Bernardo J Clavijo et al. Genome Res.

Abstract

Advances in genome sequencing and assembly technologies are generating many high-quality genome sequences, but assemblies of large, repeat-rich polyploid genomes, such as that of bread wheat, remain fragmented and incomplete. We have generated a new wheat whole-genome shotgun sequence assembly using a combination of optimized data types and an assembly algorithm designed to deal with large and complex genomes. The new assembly represents >78% of the genome with a scaffold N50 of 88.8 kb that has a high fidelity to the input data. Our new annotation combines strand-specific Illumina RNA-seq and Pacific Biosciences (PacBio) full-length cDNAs to identify 104,091 high-confidence protein-coding genes and 10,156 noncoding RNA genes. We confirmed three known and identified one novel genome rearrangements. Our approach enables the rapid and scalable assembly of wheat genomes, the identification of structural variants, and the definition of complete gene models, all powerful resources for trait analysis and breeding of this key global crop.

Figures

Figure 1.
Figure 1.
Summary of the TGACv1 wheat genome sequence assembly. (A,B) KAT spectra-cn plots comparing the PE reads to the TGACv1 scaffolds (A) and CSS scaffolds (B). Plots are colored to show how many times fixed length words (k-mers) from the reads appear in the assembly; frequency of occurrence (multiplicity; x-axis) and number of distinct k-mers (y-axis). Black represents k-mers missing from the assembly; red, k-mers that appear once in the assembly; green, twice; etc. Plots were generated using k = 31. The black distribution between k-mer multiplicity 15 and 45 in B represents k-mers that do not appear in the CSS assembly. (C) Comparison of scaffold lengths and total assembly sizes of the TGACv1, W7984, and CSS assemblies. (D) Scaffold 577042 of the TGACv1 assembly. Tracks from top to bottom: aligned BAC contigs, CSS contigs, W7984 contigs, coverage of PE reads, coverage of LMP fragments, and GC content with scaffolded gaps (N stretches) with 0% GC highlighted in green. There are two BACs (composed of seven and four contigs each), 22 CSS contigs, and 15 W7984 contigs across the single TGACv1 scaffold.
Figure 2.
Figure 2.
Comparative alignment of TGACv1 scaffolds with the 3B BAC-based pseudomolecule. (A,C) Dot plots between TGACv1 scaffolds and 3B show disruptions in sequence alignment, including rearrangements (red) and inversions (blue). (B,D) Graphical representation of sequence annotations in disrupted regions. Junctions in the TGACv1 scaffolds are consistent with a complete retroelement spanning the junction that includes identical TSD on either side of the retroelement (asterisks). Corresponding regions in the 3B BAC-based pseudomolecule are characterized by Ns that produce inconsistent alignment of retroelements across putative junctions. Retroelements of the same family (CACTA, Sabrina) but matching distinct members in the TREP database are indicated by different colors.
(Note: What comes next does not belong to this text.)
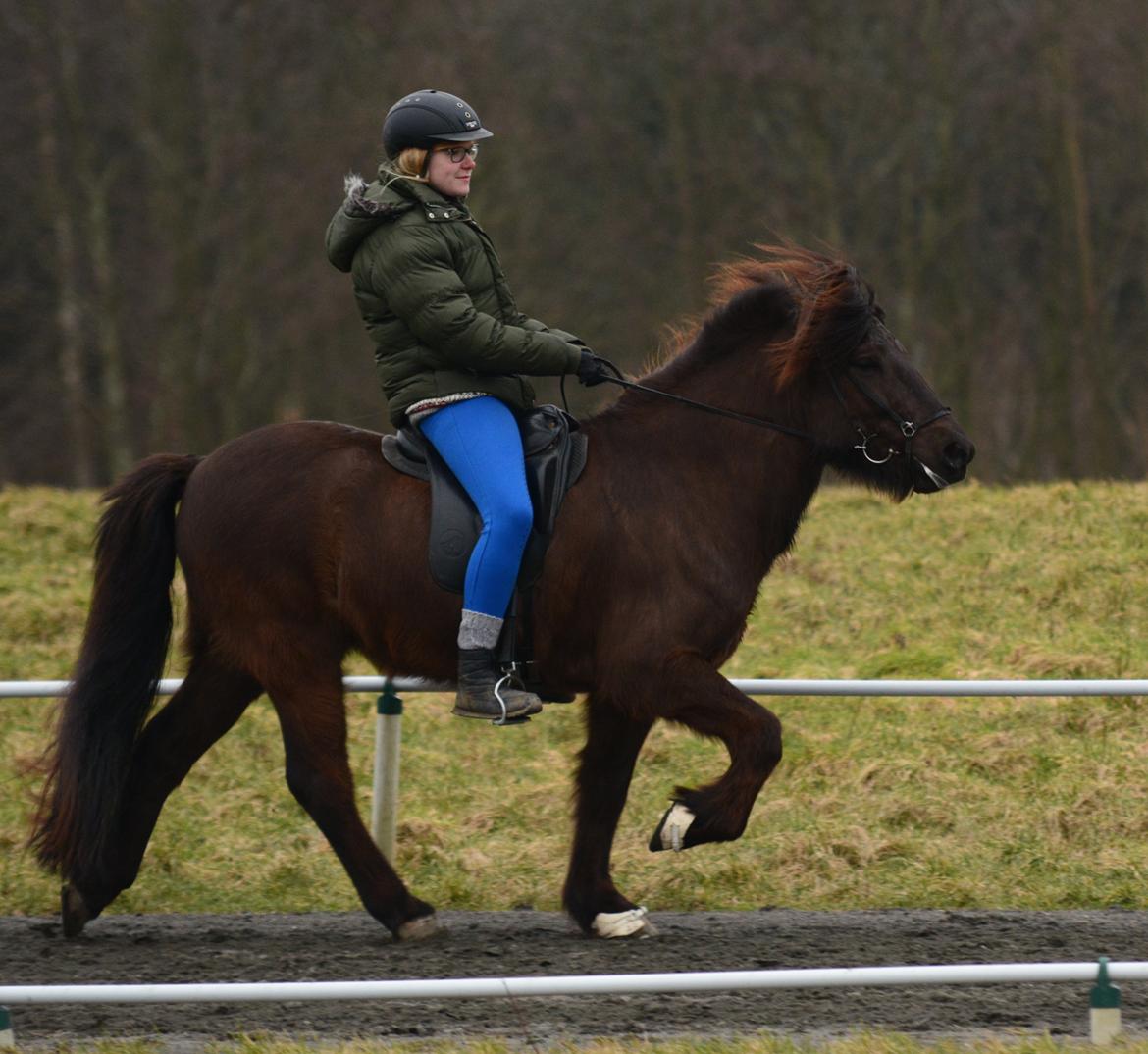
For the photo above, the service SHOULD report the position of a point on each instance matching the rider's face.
(451, 178)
Numbers adjacent to sequences correspond to regions shown in panel A and C, respectively. (B) Scale bars, 10 kbp; (D) scale bars, 30 kbp.
Figure 3.
Figure 3.
Comparison between IWGSC annotation and TGACv1 high (HC) and low confidence (LC) genes. IWGSC genes were aligned to the TGACv1 assembly (gmap, ≥90% coverage, ≥95% identity) and classified based on overlap with TGACv1 genes. (A) Identical indicates shared exon–intron structure; contained, exactly contained within the TGACv1 gene; structurally different, alternative exon–intron structure; and missing, no overlap with IWGSC. (B) Bar plot showing proportion of HC TGACv1 protein-coding genes supported by protein similarity or PacBio data. Genes are classified based on overlap with the full set of IWGSC genes.
Figure 4.
Figure 4.
Circular representation of the TGACv1 CS42 assembly. Chromosomes, genetic bins, and genomic features are visualized on the outer rings (AH) and interchromosomal links identify known and potentially novel translocation events. (A) The seven chromosome groups of the A, B, and D genomes, scaled by number of genetic bins (black bands). (BH) Combined heatmap/histogram representations of genomic features per genetic bin. With the exception of D, all counts are normalized by the size of the genetic bin in Mbp, calculated as the total size of all scaffolds assigned to the bin. (B) Distribution of unique genes, i.e., genes that did not have orthologs in a genome-wide OrthoMCL screen. (C) Distribution of wheat-specific genes. (D,E) Number of HC protein-coding genes. (F) Distribution of DTC, DTM, and DTH DNA transposons (Supplemental Information S1; Supplemental Table S7.1). (G) Distribution of RLX, RLC, RLG, RXX, and RIX retrotransposons. (H) Distribution of tandem duplications. Light yellow links connect homoeologous OrthoMCL triads. Dark yellow-colored links connect genetic bins harboring OrthoMCL outlier triads (Supplemental Information S1, section S6) that identify known translocation events. Dark green links connect genetic bins harboring at least three OrthoMCL outlier triads that may support novel translocation events. The cyan link shows a novel PCR-validated translocation event between Chromosomes 5BS-4BL.
Figure 5.
Figure 5.
Response of differentially expressed (DE) triads to stress treatments according to the number and pattern of DE homoeologs. Triads were classified as having one homoeolog DE (yellow), two homoeologs DE with same direction of change (green), three homoeologs DE with same direction of change (orange), or opposite direction of change between DE homoeologs (blue). The stresses applied were drought (D), heat (H), drought and heat combined (DH), powdery mildew (PM), and stripe rust (SR), with the duration of stress application indicated in hours (h).
Figure 6.
Figure 6.
Genes encoding the gibberellin (GA) biosynthetic and signaling pathway in bread wheat. The GA biosynthesis, inactivation, and signal transduction pathway, illustrating the representation of the gene sequences in CSS and TGACv1 assemblies. If more than one paralog is known for a gene, its number according to the classification by Pearce et al. (2015) is indicated on the left of the box. Bioactive GAs are boxed in red.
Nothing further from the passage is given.